The Department pointed out that in 2009, State Tax Law § 1502-a was amended specifically to add HMOs to the definition of an “insurance corporation.” The Department argued that if HMOs were truly regarded as “doing an insurance business” in New York, there would have been no need to specifically refer to HMOs in the 2009 amendments. The Department maintained that the amendments demonstrated that HMOs were not regarded as doing an insurance business during the years in issue, before the 2009 amendments. The ALJ rejected this argument as going “beyond the literal reading of the 2009 amendments,” particularly since HMOs were subject to considerable State insurance regulation prior to those amendments.
According to the ALJ, while tax exemptions must be strictly construed against the taxpayer, the Department’s narrow interpretation defeated the purpose of the GCT exemption under the Model Act.
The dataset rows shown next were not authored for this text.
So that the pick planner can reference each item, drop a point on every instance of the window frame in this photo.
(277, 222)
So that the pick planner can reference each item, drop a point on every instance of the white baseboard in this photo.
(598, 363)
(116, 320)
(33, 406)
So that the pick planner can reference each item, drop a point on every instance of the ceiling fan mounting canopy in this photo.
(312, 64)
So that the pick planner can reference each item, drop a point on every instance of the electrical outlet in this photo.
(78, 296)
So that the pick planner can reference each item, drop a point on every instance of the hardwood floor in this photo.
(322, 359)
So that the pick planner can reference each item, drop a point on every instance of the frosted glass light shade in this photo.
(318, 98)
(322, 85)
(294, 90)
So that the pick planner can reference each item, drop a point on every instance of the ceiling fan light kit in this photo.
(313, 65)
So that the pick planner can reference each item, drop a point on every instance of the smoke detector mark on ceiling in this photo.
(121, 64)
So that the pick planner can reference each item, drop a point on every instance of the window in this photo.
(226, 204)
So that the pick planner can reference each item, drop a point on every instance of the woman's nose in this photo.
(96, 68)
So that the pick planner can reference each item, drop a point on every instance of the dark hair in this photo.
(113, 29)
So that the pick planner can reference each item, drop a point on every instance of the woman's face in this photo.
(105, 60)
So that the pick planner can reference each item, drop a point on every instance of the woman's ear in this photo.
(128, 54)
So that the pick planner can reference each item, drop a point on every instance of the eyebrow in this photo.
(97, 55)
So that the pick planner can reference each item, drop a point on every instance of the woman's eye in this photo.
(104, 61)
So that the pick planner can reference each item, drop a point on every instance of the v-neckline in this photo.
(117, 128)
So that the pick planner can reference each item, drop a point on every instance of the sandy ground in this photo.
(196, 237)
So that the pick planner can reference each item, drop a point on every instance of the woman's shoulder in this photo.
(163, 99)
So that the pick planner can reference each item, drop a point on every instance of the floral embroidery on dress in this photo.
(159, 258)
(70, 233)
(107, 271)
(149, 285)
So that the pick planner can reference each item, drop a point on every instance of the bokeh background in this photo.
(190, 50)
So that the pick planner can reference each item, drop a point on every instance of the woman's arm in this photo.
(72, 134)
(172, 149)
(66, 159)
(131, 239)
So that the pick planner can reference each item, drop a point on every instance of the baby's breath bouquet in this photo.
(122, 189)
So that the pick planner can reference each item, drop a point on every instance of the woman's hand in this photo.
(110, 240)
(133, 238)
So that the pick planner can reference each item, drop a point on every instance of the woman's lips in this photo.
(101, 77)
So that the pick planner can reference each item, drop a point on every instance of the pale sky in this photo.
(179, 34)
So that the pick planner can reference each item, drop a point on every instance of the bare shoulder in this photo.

The ALJ concluded that Aetna’s HMOs were doing an insurance business in the State, and therefore the Department erred in refusing to remove them from Aetna’s combined GCT returns.
It is somewhat surprising that the issue of whether HMOs are exempt from GCT has not been addressed until now. The decision does not mention how the HMOs filed for federal and State tax purposes. The ALJ’s analysis of the federal and New York State precedent made clear that HMOs, while perhaps not traditional insurance companies, are subject to considerable regulation as insurers. If upheld, the decision could have beneficial implications for captive insurance companies, which have come under attack by both the State and City allegedly for not providing true insurance. Similar to the HMOs, captive insurance companies are also subject to considerable non-tax state regulation. Finally, it is possible that the City of New York could attempt to address this issue by seeking to amend the GCT Model Act to eliminate the insurance corporation exemption.